Neben der Wichtigkeit des Klimaschutzes werden in den kommenden Jahren steigende Energiekosten auf die Betreiber und Eigentümer von Sportstätten sowie Gebäuden zu kommen. Diese werden zunehmend auch die Finanzetats der Sportvereine belasten.
In Aktualität dieser Thematik führte der Kreissportbund Greiz im Auftrag des Landessportbundes Thüringen ein Bildungsseminar zum Thema „Energiemanagement in Vereinssportstätten“, gefördert durch die Deutsche Bundesstiftung für Umwelt (DBU), am 16.04.2010 in der Sportschule „Kurt Rödel“ Greiz durch. Als Referent und Moderator dieser Veranstaltung konnte wiederum der öffentlich anerkannte Energieberater und Leiter der Kampagne “Energie gewinnt“ Nikolaus Huhn aus Jena gewonnen werden.Gerichtet war das Bildungsseminar vor allem an Vereinsvorstände sowie Verantwortliche die Eigentümer oder Betreiber von Sportstätten sind.
Hauptthemen waren Einsparpotenziale in den bereichen Wasser, Elektroenergie und Wärme sowie Berechnungsbeispiele, Verbrauchskennwerte, Verhaltensabhängige Energiepotentiale in Sportanlagen und Gebäuden.
Für den Bereich der Erneuerbaren Energien wurden insbesondere die Nutzung von Sonnenwärme, Sonnenstrom, Scheitholz, Holzpellets sowie die Nutzung von Umweltwärme besprochen. Ebenso wurde den Teilnehmern wesentliche Maßnahmen zur Verbesserung der Gebäudehülle, wie die zusätzliche Wärmedämmung, die Fenstererneuerung und der Einsatz von intelligenter Lüftungstechnik mit Wärmerückgewinnung, vorgestellt.

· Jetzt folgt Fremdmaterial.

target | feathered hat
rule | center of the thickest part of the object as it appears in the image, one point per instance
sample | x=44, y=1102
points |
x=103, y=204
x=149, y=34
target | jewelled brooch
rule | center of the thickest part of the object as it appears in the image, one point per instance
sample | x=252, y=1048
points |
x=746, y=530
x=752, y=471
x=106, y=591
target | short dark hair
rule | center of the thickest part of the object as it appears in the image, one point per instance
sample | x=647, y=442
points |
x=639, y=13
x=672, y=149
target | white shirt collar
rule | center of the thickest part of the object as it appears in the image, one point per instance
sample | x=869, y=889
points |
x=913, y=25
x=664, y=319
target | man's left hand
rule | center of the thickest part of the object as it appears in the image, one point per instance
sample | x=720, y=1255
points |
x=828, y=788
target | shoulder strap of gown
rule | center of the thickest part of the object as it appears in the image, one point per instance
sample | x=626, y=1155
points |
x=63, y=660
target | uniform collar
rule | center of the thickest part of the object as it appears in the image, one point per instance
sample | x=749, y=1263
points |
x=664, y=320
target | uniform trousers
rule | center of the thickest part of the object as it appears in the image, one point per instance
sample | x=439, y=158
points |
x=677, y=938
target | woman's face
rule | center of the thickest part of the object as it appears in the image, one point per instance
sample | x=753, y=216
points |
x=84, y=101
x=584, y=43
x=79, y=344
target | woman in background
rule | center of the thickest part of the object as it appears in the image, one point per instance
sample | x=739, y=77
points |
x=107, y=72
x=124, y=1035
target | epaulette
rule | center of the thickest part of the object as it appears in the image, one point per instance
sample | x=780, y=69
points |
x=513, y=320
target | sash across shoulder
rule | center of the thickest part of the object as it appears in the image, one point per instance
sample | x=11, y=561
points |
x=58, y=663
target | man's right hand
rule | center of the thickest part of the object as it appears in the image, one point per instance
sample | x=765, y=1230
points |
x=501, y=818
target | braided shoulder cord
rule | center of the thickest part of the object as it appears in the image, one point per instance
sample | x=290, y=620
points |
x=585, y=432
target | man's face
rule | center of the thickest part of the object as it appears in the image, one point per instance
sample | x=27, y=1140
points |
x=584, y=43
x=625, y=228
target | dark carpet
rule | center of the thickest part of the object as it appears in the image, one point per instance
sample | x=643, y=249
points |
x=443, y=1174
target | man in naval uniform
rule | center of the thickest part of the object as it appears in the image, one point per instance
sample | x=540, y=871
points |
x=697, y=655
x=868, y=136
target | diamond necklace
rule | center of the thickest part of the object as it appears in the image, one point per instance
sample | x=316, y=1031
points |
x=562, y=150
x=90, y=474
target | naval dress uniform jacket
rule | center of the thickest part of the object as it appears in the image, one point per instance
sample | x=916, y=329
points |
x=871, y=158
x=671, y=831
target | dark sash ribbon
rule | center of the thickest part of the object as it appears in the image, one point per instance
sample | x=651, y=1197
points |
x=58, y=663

Neben diesen technischen Möglichkeiten wurden ganz konkrete Einsparpotenziale an Vereinsgebäuden in den Bereichen Wasser, Elektroenergie und Wärme, wie Dämmung der obersten Geschossdecke, der Außenwände oder der Kellerdecke, der Wechsel der Fenster, erläutert.

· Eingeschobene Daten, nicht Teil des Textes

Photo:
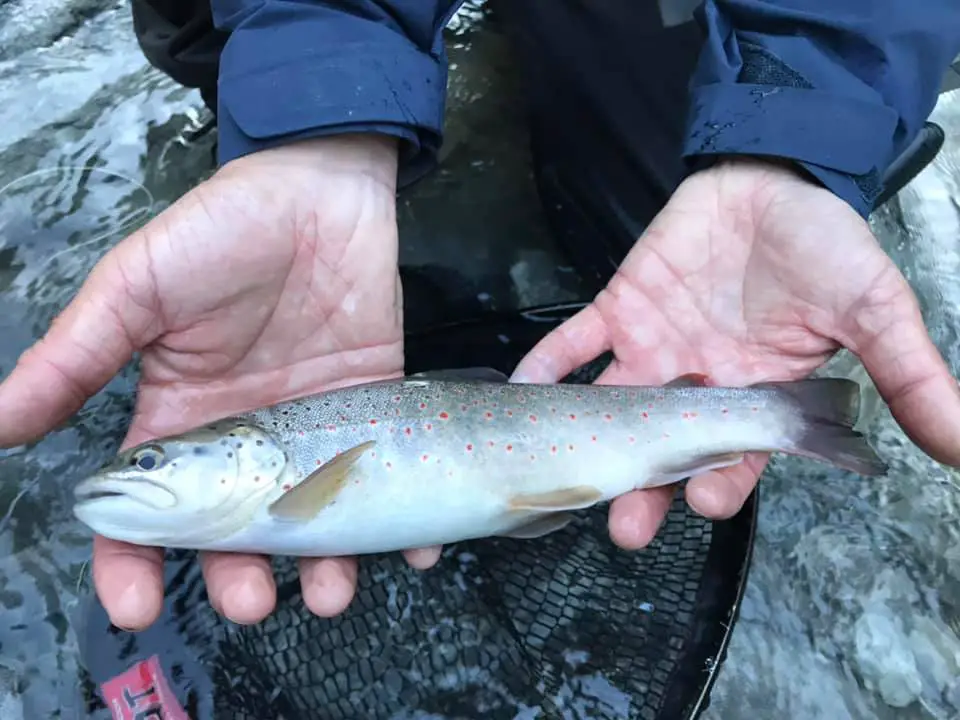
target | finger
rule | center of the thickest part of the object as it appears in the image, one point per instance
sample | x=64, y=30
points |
x=577, y=341
x=328, y=584
x=719, y=494
x=239, y=586
x=129, y=582
x=86, y=345
x=636, y=517
x=423, y=558
x=892, y=342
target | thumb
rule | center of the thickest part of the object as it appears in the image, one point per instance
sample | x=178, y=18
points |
x=85, y=346
x=889, y=336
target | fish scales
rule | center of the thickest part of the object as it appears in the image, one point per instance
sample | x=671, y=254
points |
x=433, y=460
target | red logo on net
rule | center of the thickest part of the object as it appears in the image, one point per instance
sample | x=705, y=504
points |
x=142, y=693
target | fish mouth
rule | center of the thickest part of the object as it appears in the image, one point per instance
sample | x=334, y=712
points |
x=112, y=490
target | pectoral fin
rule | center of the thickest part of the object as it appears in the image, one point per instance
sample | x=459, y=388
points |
x=543, y=525
x=477, y=374
x=319, y=488
x=575, y=498
x=695, y=467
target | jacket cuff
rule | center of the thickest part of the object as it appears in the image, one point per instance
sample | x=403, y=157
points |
x=836, y=138
x=278, y=86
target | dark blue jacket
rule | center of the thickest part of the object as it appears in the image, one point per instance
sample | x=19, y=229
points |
x=838, y=85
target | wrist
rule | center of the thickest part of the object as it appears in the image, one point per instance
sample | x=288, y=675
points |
x=362, y=154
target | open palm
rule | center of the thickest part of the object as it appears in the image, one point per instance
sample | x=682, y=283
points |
x=753, y=273
x=274, y=279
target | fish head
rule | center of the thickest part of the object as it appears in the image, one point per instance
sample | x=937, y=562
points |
x=158, y=487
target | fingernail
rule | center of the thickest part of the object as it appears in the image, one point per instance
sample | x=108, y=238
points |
x=131, y=607
x=244, y=600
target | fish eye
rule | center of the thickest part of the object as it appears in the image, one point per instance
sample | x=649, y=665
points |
x=148, y=458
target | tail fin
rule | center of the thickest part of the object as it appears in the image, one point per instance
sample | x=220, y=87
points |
x=829, y=408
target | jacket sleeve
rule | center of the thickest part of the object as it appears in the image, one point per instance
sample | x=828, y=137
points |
x=294, y=69
x=840, y=86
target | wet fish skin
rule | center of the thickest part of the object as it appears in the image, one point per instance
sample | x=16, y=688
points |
x=449, y=456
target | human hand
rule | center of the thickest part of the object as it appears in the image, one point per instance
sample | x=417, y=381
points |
x=275, y=278
x=751, y=273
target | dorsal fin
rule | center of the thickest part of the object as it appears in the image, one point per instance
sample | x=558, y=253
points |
x=476, y=374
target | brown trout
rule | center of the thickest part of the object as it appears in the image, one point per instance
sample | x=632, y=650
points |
x=446, y=456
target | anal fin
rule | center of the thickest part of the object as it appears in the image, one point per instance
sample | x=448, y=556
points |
x=575, y=498
x=696, y=466
x=540, y=526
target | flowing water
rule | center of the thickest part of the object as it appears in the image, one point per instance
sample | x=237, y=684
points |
x=853, y=605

Nikolaus Huhn untersetzte diese Themenbereiche mit Berechnungsbeispielen und vergleichenden Verbrauchskennwerten, die deutschlandweit in Sportstätten ermittelt wurden. Mit einer einfachen Rechnung konnten so die Teilnehmerinnen und Teilnehmer überschlägig ermitteln, ob an ihrem Sportgebäude noch interessante Einsparpotenziale zu erschließen sind.
Diese Vergleichswerte halfen bei der Einordnung und den anzustrebenden Verbräuchen. So lässt sich Heizenergie mit geringem Aufwand schon um 30 bis 50% senken, stellte der Referent fest.
Als Resümee wurde durch die Teilnehmer des Bildungsseminars herausgearbeitet, dass Maßnahmen der Wärmedämmung, die Erneuerung undichter Fenster sowie die Reduzierung von Durchläufen an Wasseranlagen aber auch die Nutzung natürlicher Wasserspeicher unter dem Aspekt geringer vorhandener Finanzetats der Vereine sowie schneller Amortisation erste entscheidende Schritte zur Senkung des Energieverbrauches und zu finanziellen Einsparpotentialen sind.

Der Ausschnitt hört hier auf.